Deux membres de l'Observatoire des pratiques policières, à Toulouse, lors de l'acte 14 des "gilets jaunes". — F. Scheiber / SIPA

Il s’en sort avec une plaie sur le crâne et des côtes cassées. Pascal, un membre de l’observatoire toulousain des pratiques policières (OPP) a été blessé samedi, peu après 17h, lors de l’acte 43 des « gilets jaunes ».

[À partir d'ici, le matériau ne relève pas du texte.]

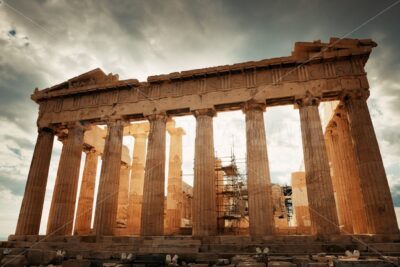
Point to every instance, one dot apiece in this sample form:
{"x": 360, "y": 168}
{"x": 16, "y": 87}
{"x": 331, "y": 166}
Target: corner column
{"x": 322, "y": 207}
{"x": 66, "y": 187}
{"x": 340, "y": 181}
{"x": 352, "y": 176}
{"x": 35, "y": 189}
{"x": 174, "y": 192}
{"x": 152, "y": 217}
{"x": 107, "y": 196}
{"x": 83, "y": 218}
{"x": 204, "y": 193}
{"x": 381, "y": 217}
{"x": 137, "y": 181}
{"x": 261, "y": 218}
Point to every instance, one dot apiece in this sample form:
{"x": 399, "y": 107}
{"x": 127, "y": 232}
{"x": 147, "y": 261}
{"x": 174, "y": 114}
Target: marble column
{"x": 174, "y": 191}
{"x": 221, "y": 201}
{"x": 349, "y": 162}
{"x": 66, "y": 187}
{"x": 204, "y": 216}
{"x": 322, "y": 206}
{"x": 261, "y": 218}
{"x": 152, "y": 217}
{"x": 107, "y": 196}
{"x": 339, "y": 179}
{"x": 300, "y": 202}
{"x": 83, "y": 218}
{"x": 35, "y": 189}
{"x": 381, "y": 218}
{"x": 136, "y": 185}
{"x": 122, "y": 213}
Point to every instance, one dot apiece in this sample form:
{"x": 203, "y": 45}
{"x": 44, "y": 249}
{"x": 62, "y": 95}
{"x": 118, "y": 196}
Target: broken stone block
{"x": 251, "y": 264}
{"x": 76, "y": 263}
{"x": 40, "y": 257}
{"x": 318, "y": 264}
{"x": 242, "y": 258}
{"x": 14, "y": 261}
{"x": 362, "y": 263}
{"x": 281, "y": 264}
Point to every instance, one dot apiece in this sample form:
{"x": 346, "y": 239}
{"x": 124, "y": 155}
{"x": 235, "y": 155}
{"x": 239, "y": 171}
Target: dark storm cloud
{"x": 16, "y": 85}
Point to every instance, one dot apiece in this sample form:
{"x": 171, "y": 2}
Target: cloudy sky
{"x": 46, "y": 42}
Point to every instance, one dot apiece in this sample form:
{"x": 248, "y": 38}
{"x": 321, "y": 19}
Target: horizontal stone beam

« Il a été poussé à terre par l’un des policiers qui l’a visé directement et l’a fait chuter au cours d’une charge inutile et excessive », dénonce l’observatoire, qui réunit des membres de la Ligue des droits de l’Homme, le syndicat des avocats de France et la Fondation Copernic.

Pascal a rapidement été pris en charge puis évacué par les pompiers aux urgences de Purpan. Pour l’Observatoire, l’homme à la chasuble bleu et jaune a été visé sciemment. En février dernier, lors de l’acte 12, un observateur avait déjà été blessé.

La préfecture répond

Depuis plusieurs mois, ses membres dénoncent la présence de la brigade anticriminalité ainsi que celle de la compagnie de sécurisation et d’intervention dans ce qui relève d’opérations de maintien de l’ordre.

« Les policiers en civil qui ont agressé notre camarade ont ainsi donné un nouvel exemple de leur parfaite incompétence à assurer des opérations de maintien de l’ordre. Loin d’apaiser la situation, ils créent des tensions inutiles dans une logique de recherche de l’affrontement, sans commune mesure avec la réalité de la situation », insiste l’Observatoire qui pointe « un climat d’oppression et de peur destiné à décourager les citoyens d’utiliser le droit constitutionnel à manifester ».

Pour la préfecture de la Haute-Garonne, sollicitée par 20 Minutes, « cet observateur, parfaitement reconnaissable, n’est jamais visé par les forces de l’ordre au cours d’opérations de maintien de l’ordre ». Et d’ajouter, « toutefois, il est à noter que le positionnement des observateurs les expose aux projectiles des manifestants violents ainsi qu’aux mouvements de foule ».